In a new interview with Three Sides of the Coin, Ravitz explained that he was approached by the band in early 1982 to come up with ideas for a new stage show. Even though he said he was unaware that Kiss had released their first-ever concept album the previous November, several of his sketches match up with the medieval setting and myth-based lyrics of The Elder.
“I had no relationship to that album at all,” he said. “I created the first-generation Kiss tour. And now I [was] creating the generation that I wanted to see. There was no music involved. I didn’t hear about any album or anything like that.”
Unfortunately, nobody else really heard about Music From ‘The Elder’ either. The album was a spectacular flop. In 2004’s Kiss: Behind the Mask, singer Paul Stanley said the LP was “probably the biggest misstep of our whole musical career.”
The lack of sales and fan interest torpedoed any chances of Kiss mounting a successful tour, so the band instead quickly regrouped to record four new straight-ahead rock songs for the face-saving 1982 compilation Killers.

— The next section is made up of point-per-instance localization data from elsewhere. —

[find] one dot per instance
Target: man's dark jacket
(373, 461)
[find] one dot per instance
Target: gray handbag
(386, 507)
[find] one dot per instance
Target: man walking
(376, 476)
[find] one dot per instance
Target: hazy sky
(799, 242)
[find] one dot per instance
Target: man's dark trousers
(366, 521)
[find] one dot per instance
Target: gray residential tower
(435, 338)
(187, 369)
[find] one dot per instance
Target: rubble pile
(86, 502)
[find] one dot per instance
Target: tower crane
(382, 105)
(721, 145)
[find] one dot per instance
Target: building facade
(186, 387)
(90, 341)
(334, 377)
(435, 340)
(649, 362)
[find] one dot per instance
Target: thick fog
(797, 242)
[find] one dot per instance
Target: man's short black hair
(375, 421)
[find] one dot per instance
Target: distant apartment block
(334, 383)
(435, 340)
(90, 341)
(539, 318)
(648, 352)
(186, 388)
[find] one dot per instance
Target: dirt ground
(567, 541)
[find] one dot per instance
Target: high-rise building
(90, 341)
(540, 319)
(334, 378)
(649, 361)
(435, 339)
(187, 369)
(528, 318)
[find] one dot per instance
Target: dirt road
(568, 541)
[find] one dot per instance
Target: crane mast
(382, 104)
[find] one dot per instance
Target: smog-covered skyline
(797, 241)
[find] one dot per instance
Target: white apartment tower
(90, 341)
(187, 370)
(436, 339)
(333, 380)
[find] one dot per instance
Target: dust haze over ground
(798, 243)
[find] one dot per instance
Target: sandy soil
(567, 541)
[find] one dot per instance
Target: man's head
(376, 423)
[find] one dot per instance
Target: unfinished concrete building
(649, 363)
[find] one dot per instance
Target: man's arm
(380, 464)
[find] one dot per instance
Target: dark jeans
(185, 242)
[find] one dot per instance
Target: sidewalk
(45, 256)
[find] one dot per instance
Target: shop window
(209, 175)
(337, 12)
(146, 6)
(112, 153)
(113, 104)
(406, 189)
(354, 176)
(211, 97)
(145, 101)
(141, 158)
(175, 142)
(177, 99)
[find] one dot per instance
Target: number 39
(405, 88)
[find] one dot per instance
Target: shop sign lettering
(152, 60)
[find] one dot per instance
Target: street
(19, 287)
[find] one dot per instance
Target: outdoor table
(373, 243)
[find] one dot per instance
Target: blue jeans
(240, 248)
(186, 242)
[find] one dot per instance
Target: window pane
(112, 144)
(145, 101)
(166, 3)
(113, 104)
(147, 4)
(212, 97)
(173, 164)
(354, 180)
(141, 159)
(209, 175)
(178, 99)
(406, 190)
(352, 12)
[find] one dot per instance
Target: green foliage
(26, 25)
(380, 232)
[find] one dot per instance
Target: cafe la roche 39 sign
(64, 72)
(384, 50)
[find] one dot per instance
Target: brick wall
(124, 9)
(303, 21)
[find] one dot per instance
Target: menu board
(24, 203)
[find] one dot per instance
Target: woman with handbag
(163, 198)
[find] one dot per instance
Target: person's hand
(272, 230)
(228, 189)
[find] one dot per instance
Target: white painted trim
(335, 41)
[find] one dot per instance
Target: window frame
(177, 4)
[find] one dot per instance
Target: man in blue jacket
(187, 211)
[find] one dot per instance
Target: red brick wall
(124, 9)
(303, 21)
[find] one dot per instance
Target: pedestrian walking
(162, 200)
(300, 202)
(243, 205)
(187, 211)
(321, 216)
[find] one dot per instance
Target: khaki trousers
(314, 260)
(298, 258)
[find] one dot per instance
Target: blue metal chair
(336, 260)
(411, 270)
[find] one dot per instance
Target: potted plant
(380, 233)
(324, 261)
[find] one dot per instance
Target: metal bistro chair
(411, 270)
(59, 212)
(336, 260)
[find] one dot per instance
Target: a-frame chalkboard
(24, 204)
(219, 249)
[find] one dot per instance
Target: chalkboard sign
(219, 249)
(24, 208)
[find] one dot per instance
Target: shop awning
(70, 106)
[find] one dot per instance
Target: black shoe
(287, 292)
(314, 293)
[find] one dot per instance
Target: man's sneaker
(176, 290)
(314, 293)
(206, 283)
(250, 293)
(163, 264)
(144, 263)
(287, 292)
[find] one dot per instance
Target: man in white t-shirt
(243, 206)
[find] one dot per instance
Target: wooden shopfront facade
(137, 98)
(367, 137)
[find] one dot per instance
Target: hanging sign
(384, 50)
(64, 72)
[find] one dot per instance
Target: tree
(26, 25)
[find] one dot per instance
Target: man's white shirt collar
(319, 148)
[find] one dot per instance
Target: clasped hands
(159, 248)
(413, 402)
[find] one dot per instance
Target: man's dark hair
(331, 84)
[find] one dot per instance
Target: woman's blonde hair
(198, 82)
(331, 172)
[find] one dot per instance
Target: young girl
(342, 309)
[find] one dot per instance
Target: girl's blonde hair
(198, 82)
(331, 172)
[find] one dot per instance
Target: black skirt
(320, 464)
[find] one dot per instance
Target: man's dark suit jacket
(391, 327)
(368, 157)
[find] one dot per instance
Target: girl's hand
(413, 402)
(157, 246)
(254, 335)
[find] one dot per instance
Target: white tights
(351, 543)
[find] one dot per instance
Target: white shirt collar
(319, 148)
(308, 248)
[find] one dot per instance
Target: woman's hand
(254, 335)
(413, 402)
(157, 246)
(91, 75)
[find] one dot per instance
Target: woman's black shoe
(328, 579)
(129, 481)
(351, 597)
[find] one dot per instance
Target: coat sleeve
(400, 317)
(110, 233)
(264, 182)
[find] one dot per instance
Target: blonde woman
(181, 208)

Later that same year, they rebounded even further with a new and better-received studio album, Creatures of the Night. Interestingly enough, the stage design for the tour in support of that album appears to have its roots in Ravitz’s Elder designs. One of the pages included in the new auction shows drummer Eric Carr adding a tank turret and treads to one of Ravitz’s designs, creating a dead ringer for the stage used on the Creatures of the Night tour and seen in the “I Love It Loud” video.

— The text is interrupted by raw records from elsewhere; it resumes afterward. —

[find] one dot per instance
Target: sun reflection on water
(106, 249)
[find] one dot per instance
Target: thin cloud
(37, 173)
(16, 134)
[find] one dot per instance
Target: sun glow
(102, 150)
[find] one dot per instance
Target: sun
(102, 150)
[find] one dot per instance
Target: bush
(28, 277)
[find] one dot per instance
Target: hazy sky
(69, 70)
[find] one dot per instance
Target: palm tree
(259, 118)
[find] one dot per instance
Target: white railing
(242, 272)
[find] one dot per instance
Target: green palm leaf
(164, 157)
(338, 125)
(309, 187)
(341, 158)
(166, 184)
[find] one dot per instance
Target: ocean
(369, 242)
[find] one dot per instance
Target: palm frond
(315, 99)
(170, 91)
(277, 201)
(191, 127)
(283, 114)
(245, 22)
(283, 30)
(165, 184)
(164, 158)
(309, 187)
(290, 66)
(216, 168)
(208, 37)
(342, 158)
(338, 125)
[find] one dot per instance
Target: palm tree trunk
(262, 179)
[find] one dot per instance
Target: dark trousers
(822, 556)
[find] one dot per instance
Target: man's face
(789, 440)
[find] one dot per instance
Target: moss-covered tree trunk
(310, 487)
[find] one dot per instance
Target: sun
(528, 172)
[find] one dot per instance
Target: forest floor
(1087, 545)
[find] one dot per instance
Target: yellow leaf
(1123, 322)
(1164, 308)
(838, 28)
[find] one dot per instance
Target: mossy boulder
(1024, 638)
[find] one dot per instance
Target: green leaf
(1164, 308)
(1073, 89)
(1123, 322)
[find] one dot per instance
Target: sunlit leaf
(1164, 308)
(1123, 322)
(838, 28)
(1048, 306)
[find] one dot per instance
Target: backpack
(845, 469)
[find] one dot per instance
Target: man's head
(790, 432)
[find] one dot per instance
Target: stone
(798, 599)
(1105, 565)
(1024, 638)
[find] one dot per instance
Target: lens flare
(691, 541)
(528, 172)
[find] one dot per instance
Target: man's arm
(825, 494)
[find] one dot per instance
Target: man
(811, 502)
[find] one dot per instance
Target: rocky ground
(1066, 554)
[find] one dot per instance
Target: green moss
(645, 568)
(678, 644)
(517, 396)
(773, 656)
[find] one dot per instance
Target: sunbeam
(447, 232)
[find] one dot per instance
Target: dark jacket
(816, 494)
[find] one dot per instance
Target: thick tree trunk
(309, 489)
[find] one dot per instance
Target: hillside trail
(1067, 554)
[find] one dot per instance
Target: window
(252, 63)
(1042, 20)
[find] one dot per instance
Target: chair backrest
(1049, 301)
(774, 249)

Jacques van Gool of Backstage Auctions says Kiss have been one of the bands that performs well at his company’s auctions. “We’ve always managed to [work with] interesting and fascinating individuals who had a past with the band,” he tells UCR, citing past auctions featuring collections from longtime band adviser Sean Delaney, producer Eddie Kramer and drummer Peter Criss‘ ex-wife Lydia.
In addition to these pieces of previously unknown Kiss history, there’s plenty of items up for grabs from other classic rock bands.
“We have items from David Bowie’s publicist and his former production manager,” van Gool explains. “We have an amazing collection of Queen items. Probably the most prestigious thing in the entire auction is their original 1973 ‘Keep Yourself Alive’ demo. It was that demo that was played on Boston radio for the first time and introduced Queen to America. We also have [items from] Van Halen‘s publicist, Steven Mandel, who started working with them in 1980, and stayed with them all the way to 1994. We’re talking hundreds and hundreds and hundreds of great pieces, just a collector’s dream.”
The Rock and Pop 2019 auction begins on Oct. 19 and ends Oct. 27. You can get photos and complete information on all 1,200 items being offered at Backstage Auctions’ website.